Face Recognition and Tracking with OpenCV (Part One)
Face Recognition and Tracking with OpenCV
In the upcoming series of articles, I will try to explain how to use OpenCV to perform object recognition. Step by step, I will try to explain how to achieve interesting results quickly. I want to clarify that the subject of the article/tutorial is not random. The theme of face recognition and tracking is part of a study carried out on various AI technologies as part of a research project, Alex (Auto Learning Experiment), which we have been pursuing for some time at Eclettica with the goal of simulating a human-machine interaction.
So, why start with OpenCV?
I believe it is a simple-to-use framework and a good starting point for those needing image processing capabilities in their applications.
However, before diving into the face recognition example, I think it’s necessary to have an overview of the framework’s general characteristics and its basic structures, if nothing else, to have a clearer understanding of what we’ll see later.
OpenCV is an open-source library specialized in image processing and machine learning. It is released under a BSD license, making it free for both academic and commercial use. The development interfaces are varied: C++, C, Python, and Java, and it runs on Windows, Linux, Mac OS, iOS, and Android. For our example, we will use Python as the programming interface.
OpenCV is essentially structured into 4 main modules: CXCORE, CV, ML, HighGUI, although there are other interfaces to simplify development, like the one for accessing webcams.
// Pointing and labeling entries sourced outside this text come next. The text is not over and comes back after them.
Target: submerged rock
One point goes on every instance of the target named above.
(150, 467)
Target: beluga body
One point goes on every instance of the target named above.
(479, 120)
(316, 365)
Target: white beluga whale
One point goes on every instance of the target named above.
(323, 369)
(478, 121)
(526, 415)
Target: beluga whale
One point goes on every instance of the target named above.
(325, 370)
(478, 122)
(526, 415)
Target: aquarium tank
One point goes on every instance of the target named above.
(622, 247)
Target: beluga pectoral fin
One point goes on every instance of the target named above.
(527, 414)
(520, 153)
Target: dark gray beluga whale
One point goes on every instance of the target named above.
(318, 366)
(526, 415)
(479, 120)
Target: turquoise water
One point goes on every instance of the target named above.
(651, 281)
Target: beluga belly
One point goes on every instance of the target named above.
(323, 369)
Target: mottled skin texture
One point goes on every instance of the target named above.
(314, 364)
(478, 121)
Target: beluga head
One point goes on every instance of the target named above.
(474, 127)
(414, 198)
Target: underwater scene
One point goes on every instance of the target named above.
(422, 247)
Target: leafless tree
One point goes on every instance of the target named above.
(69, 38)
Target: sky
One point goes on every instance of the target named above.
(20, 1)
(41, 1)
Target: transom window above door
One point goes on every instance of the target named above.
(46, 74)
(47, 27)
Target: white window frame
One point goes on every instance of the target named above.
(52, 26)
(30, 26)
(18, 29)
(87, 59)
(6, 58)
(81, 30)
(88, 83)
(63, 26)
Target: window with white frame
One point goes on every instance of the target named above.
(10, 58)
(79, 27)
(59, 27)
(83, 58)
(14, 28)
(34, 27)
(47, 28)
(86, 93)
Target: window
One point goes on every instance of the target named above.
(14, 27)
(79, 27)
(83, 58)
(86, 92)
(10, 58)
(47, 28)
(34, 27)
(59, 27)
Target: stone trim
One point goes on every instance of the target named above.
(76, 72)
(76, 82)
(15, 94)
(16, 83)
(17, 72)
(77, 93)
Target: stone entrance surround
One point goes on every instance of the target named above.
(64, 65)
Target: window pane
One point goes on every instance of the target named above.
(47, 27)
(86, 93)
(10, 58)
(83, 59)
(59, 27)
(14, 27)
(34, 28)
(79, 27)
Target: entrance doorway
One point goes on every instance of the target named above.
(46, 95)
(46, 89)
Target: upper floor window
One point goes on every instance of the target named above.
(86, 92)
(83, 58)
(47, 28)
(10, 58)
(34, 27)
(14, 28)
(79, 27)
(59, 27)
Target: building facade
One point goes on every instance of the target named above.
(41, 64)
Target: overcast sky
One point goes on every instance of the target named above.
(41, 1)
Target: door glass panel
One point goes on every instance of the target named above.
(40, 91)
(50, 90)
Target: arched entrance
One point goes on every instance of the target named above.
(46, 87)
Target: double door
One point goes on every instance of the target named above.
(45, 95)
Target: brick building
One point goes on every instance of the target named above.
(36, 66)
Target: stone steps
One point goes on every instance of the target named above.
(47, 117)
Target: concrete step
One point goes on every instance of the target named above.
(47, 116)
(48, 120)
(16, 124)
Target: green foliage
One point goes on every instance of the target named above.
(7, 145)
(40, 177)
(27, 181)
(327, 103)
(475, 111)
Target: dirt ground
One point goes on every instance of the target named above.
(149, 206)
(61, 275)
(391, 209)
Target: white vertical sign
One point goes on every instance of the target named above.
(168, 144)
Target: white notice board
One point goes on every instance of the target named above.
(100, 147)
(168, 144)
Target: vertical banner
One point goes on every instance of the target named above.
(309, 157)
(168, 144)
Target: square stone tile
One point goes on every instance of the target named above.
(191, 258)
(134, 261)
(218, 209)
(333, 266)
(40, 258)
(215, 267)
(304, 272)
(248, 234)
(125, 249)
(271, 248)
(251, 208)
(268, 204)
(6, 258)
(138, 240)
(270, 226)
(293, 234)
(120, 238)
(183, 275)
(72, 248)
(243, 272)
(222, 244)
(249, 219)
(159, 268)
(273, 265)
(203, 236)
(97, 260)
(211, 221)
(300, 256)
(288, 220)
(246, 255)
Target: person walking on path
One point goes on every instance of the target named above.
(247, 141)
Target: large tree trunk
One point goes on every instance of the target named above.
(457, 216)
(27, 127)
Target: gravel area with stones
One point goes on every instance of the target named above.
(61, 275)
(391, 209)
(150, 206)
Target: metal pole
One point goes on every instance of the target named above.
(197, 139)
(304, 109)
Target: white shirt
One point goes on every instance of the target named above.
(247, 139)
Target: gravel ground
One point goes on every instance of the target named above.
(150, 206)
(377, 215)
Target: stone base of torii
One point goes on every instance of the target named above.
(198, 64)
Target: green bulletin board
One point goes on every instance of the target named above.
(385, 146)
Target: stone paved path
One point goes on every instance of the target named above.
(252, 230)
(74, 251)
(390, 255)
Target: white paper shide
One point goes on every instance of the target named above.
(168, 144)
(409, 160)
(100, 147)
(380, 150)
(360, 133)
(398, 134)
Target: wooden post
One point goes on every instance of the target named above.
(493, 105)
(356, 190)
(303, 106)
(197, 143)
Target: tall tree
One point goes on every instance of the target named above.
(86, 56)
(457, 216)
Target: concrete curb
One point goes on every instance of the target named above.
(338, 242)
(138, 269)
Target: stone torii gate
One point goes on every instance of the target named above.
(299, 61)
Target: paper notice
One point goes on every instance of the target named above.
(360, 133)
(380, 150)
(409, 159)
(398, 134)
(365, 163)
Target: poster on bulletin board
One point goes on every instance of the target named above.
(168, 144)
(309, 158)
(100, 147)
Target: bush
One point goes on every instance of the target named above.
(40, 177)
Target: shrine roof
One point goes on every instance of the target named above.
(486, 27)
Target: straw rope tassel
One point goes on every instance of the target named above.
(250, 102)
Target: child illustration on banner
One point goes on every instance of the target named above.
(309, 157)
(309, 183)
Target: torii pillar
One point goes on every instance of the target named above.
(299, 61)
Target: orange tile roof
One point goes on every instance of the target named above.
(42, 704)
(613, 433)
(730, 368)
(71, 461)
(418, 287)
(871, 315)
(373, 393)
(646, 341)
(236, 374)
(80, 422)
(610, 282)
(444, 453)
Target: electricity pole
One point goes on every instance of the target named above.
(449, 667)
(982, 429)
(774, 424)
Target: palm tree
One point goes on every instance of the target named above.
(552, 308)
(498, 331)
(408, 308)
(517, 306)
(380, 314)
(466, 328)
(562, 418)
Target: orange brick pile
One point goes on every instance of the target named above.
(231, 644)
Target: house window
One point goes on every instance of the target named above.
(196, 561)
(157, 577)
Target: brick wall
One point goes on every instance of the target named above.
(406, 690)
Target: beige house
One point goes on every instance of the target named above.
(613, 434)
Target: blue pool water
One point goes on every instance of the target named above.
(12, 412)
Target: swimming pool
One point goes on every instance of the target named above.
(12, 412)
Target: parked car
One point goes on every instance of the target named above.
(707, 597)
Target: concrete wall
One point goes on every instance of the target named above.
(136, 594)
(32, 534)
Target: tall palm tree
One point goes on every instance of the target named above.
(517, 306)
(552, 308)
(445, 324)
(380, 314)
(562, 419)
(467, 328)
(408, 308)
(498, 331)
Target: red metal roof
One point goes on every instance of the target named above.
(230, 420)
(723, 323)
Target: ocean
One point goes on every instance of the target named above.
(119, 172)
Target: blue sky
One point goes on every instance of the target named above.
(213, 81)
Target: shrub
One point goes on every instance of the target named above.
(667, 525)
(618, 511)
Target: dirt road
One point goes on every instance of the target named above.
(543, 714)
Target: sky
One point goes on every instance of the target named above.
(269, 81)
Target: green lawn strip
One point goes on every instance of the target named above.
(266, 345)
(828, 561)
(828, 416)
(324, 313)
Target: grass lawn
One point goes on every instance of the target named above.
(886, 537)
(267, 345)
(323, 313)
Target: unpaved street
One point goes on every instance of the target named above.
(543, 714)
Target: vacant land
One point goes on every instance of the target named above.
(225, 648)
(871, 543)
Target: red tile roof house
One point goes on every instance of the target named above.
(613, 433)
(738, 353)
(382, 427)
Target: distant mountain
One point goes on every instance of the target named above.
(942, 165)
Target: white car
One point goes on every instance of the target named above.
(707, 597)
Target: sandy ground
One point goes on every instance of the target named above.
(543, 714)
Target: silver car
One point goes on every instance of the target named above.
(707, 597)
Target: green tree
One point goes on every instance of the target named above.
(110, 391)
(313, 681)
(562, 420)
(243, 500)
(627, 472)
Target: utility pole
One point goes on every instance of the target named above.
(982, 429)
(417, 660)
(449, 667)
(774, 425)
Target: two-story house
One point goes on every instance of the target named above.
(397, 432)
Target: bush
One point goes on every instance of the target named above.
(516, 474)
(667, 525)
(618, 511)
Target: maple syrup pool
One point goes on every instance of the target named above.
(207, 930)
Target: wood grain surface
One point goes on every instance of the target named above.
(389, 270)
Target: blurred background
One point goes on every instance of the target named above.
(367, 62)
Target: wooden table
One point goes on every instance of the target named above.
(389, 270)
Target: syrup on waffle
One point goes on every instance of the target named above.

In summary, OpenCV’s framework is structured as:
- CXCORE: implements data structures and functions for handling images and videos.
- CV: a module specialized in image processing and analysis, calibration, and tracking.
- ML (Machine Learning): contains numerous functions on machine learning and pattern recognition, such as clustering and classification.
- HighGUI: implements user interface (GUI) definitions.
For our example, we will primarily analyze the CXCORE, CV, and HighGUI modules. We will also use interfaces to capture video streams from webcams. I will assume that the system is ready for using Python (in our case, version 3.6) and OpenCV.
For completeness, remember that in a Linux environment, you can install the precompiled version of OpenCV for Python simply by running:
$ yum install numpy opencv*
or for Ubuntu or Debian:
sudo apt-get install libopencv-dev python-opencv pip install numpy
where numpy is a powerful mathematical library and is a prerequisite for installing OpenCV.
To verify the correct installation of OpenCV, just use a Python console and write the following lines of code:
>>> import cv2 >>> print (cv2.__version__)
Great! Let’s start examining the first methods we have available for image management. Let’s try to understand how we can load and modify a single image.
To read an image from a file, simply invoke the cv2.imread(arg1,arg2) method, which accepts two arguments:
- arg1: is the path of the image to load
- arg2: is a flag that can take the value 1, 0, or -1
- cv2.IMREAD_COLOR: the value is set to 1 for color images.
- cv2.IMREAD_GRAYSCALE: the value is set to 0 for grayscale images.
- cv2.IMREAD_UNCHANGED: the value is set to -1 for images with transparency.
Let’s try to write the following lines of code:
import cv2 img = cv2.imread('example1.jpg',1)
As you can see, Python simplifies code writing a lot. In the previous two lines, OpenCV was imported, and the object img was assigned the value of the image saved in the file system, which will obviously be available for our purposes. Let’s try to display it in a window; in this case, add the following line to the previous code:
cv2.imshow('Image',img)
For better management of the example, it is useful to insert a wait sequence before destroying the window and exiting the software. So, add the following two lines that manage the software exit after pressing a key:
cv2.waitKey(0) cv2.destroyAllWindows()
cv2.waitKey() If you pass the value 0 as in the example, the system will wait indefinitely. Otherwise, you can pass a value in milliseconds as the wait time.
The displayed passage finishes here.